Groups of diverse problem solvers can outperform groups of high-ability problem solvers by Lu Hong and Scott E. Page.
Abstract:
We introduce a general framework for modeling functionally diverse problem-solving agents. In this framework, problem-solving agents possess representations of problems and algorithms that they use to locate solutions. We use this framework to establish a result relevant to group composition. We find that when selecting a problem-solving team from a diverse population of intelligent agents, a team of randomly selected agents outperforms a team comprised of the best-performing agents. This result relies on the intuition that, as the initial pool of problem solvers becomes large, the best-performing agents necessarily become similar in the space of problem solvers. Their relatively greater ability is more than offset by their lack of problem-solving diversity.
I have heard people say that diverse teams are better, but always in the context of contending for members of one group or another to be included on a team.
Reading the paper carefully, I don’t think that is the author’s point at all.
From the conclusion:
The main result of this paper provides conditions under which, in the limit, a random group of intelligent problem solvers will outperform a group of the best problem solvers. Our result provides insights into the trade-off between diversity and ability. An ideal group would contain high-ability problem solvers who are diverse. But, as we see in the proof of the result, as the pool of problem solvers grows larger, the very best problem solvers must become similar. In the limit, the highest-ability problem solvers cannot be diverse. The result also relies on the size of the random group becoming large. If not, the individual members of the random group may still have substantial overlap in their local optima and not perform well. At the same time, the group size cannot be so large as to prevent the group of the best problem solvers from becoming similar. This effect can also be seen by comparing Table 1. As the group size becomes larger, the group of the best problem solvers becomes more diverse and, not surprisingly, the group performs relatively better.
A further implication of our result is that, in a problem-solving context, a person’s value depends on her ability to improve the collective decision (8). A person’s expected contribution is contextual, depending on the perspectives and heuristics of others who work on the problem. The diversity of an agent’s problem-solving approach, as embedded in her perspective-heuristic pair, relative to the other problem solvers is an important predictor of her value and may be more relevant than her ability to solve the problem on her own.

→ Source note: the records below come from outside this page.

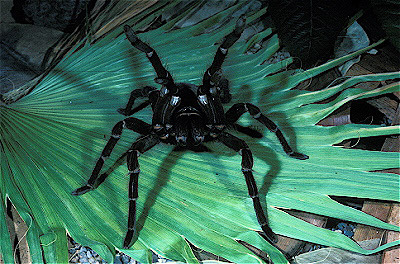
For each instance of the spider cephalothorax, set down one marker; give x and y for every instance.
(187, 116)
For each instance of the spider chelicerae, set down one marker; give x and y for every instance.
(186, 115)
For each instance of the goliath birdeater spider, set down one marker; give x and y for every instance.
(186, 115)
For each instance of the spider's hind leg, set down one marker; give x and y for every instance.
(233, 114)
(247, 164)
(142, 145)
(131, 123)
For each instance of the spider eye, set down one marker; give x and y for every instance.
(203, 99)
(175, 100)
(213, 90)
(164, 91)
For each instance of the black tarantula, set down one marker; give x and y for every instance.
(186, 115)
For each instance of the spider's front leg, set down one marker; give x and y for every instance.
(237, 110)
(163, 76)
(137, 93)
(220, 56)
(131, 123)
(247, 164)
(140, 146)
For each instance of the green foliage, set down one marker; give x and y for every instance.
(51, 138)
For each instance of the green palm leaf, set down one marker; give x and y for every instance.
(51, 138)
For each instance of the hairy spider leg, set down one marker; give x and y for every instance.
(137, 93)
(221, 53)
(243, 149)
(139, 147)
(225, 94)
(131, 123)
(163, 76)
(237, 110)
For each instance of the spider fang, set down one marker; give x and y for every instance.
(224, 51)
(203, 99)
(175, 100)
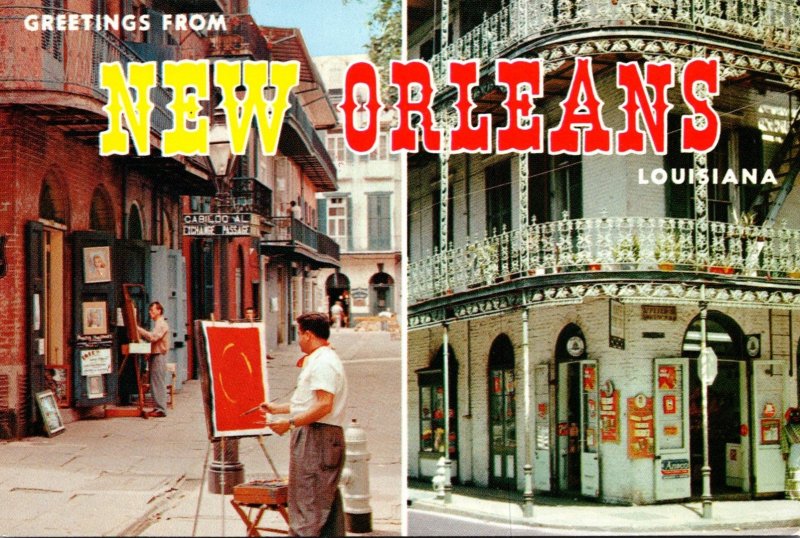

Thus, even if we were to accept the claim that IQ tests, Scholastic Aptitude Test scores, and college grades predict individual problem-solving ability, they may not be as important in determining a person’s potential contribution as a problem solver as would be measures of how differently that person thinks. (emphasis added)
Some people accept gender, race, nationality, etc. as markers for thinking differently and no doubt that is true in some cases. But presuming it is just as uninformed as presuming no differences in how people of different gender, race, and nationalities think.
You could ask. Such as presenting candidates for a team with open ended problems that are capable of multiple solutions. Group similar solutions together and then pick randomly across the solution groups.
You may have a gender, race, nationality diverse team but if they think the same way, say Anthony Scalia and Clarence Thomas, then your team isn’t usefully diverse.
Diversity of thinking should be your goal, not diversity of markers of diversity.
I first saw this in a tweet by Chris Dixon.